Ok, eu sei que isso é realmente vergonhoso, só que nem todas as garotas sonham com o primeiro beijo, ou com namorado. Meus sonhos estavam longe disso, mas naquele momento algo mudou, meus interesses mudaram, como se estivem apenas adormecidos dentro de mim, e simplesmente surgiram como uma enxurrada me arrastando para um mundo completamente diferente. 

Luiz queria curtir o momento, mas havia medo em mim, não sabia exatamente do que, por isso apenas sorri, me permitindo pela primeira vez viver algo sem muita expectativa  

― Tudo bem! Mas preciso que saiba que nunca beijei ninguém antes! 

Seus olhos permaneceram fixos nos meus, meu coração parecia uma bateria de escola de samba, a vergonha queimava meu rosto, não devia ter contado.
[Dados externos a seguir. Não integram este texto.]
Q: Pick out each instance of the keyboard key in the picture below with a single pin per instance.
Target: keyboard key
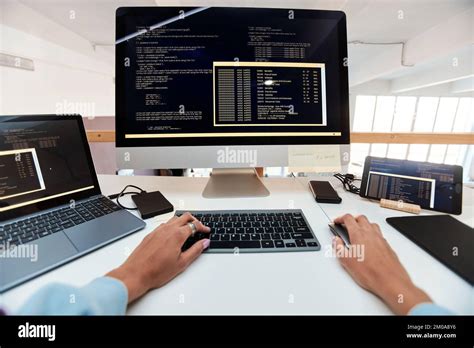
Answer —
(302, 236)
(301, 229)
(235, 244)
(279, 244)
(28, 239)
(267, 244)
(67, 224)
(300, 243)
(265, 229)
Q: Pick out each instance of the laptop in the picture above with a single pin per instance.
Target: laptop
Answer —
(51, 207)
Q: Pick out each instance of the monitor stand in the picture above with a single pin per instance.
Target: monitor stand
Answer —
(233, 183)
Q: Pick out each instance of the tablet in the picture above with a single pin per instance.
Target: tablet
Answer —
(442, 236)
(432, 186)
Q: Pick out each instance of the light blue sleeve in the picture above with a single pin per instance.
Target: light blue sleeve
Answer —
(103, 296)
(429, 309)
Tapei meu rosto com as mãos, não queria ver sua reação, nem ver olhares de julgamento. 

― Ei, não precisa ficar assim. Não sinta vergonha por isso. ― Disse tirando minhas mãos delicadamente do rosto. ― Sei que não é comum uma moça da sua idade ainda não ter conhecido ninguém que tivesse gostado, mas quero que saiba que, por algum motivo senti uma felicidade imensa em saber que fui o primeiro a beijar essa boquinha linda. 

Seu sorriso se alargava cada vez mais, e eu? Me sentia estranhamente mole como gelatina, não entendia e nem sabia explicar, mas sentia um remexer estranho em meu estômago. Luiz se aproximando mais um pouco segurou meu rosto com as mãos, não sabia como agir, então apenas permaneci imóvel. 

― Mariana, vou te beijar agora tudo bem, não se assuste e nem tenha medo ou vergonha. Tudo bem? 

Balancei cabeça e então senti seus lábios nos meus. Nenhum de nós estávamos de olhos fechados, nos encarávamos fixamente. Bem lentamente ele começou a brincar com a língua e eu fazia o mesmo, sua boca tinha um gosto bom. O beijo era lento, parecia uma tortura e nem sabia o porquê. Apenas entendi que precisava mais daquilo. Me afastei de seus lábios para retomar o fôlego e ele sorriu me deixando ainda mais boba, de alguma maneira queria segurá-lo pelas mãos e não soltar nunca mais, o queria ali, por perto sempre. 

― Como foi para você? ― perguntou em um sussurro 

― Muito bom, mas desculpa se fiz algo de errado, eu não… 

Não me deixou terminar e me abraçou, era de forma silenciosa me fazendo entender que foi bom para ele, tanto quanto foi para mim. Luiz Fernando se afastou depois de alguns minutos e retirando uma mecha de cabelo do meu rosto deu um delicado beijo em minha testa.. 

― A sua inocência é o que mais me atrai, se quer saber mesmo, beija muito bem e nem parece que foi a primeira vez. 

― Sério? 

― Sim, acho que estou ferrado. Achei que iria seduzir uma mocinha linda, mas acho que esse jogo virou sem eu perceber! 

Sorri me aconchegando mais em seu ombro, passou os braços em volta das minhas costas e assim permanecemos, olhando as estrelas. Não queria sentir o que estava sentindo, era assustador. Assim como nos livros sabia que era paixão e sentia muito medo de me magoar, porque ele não era o tipo de homem que parecia ser namorado de uma única garota. Mas no momento tudo que queria era morar em seu abraço, porque era sem sombra de dúvidas a melhor coisa que já senti nos quatro anos sem meus pais.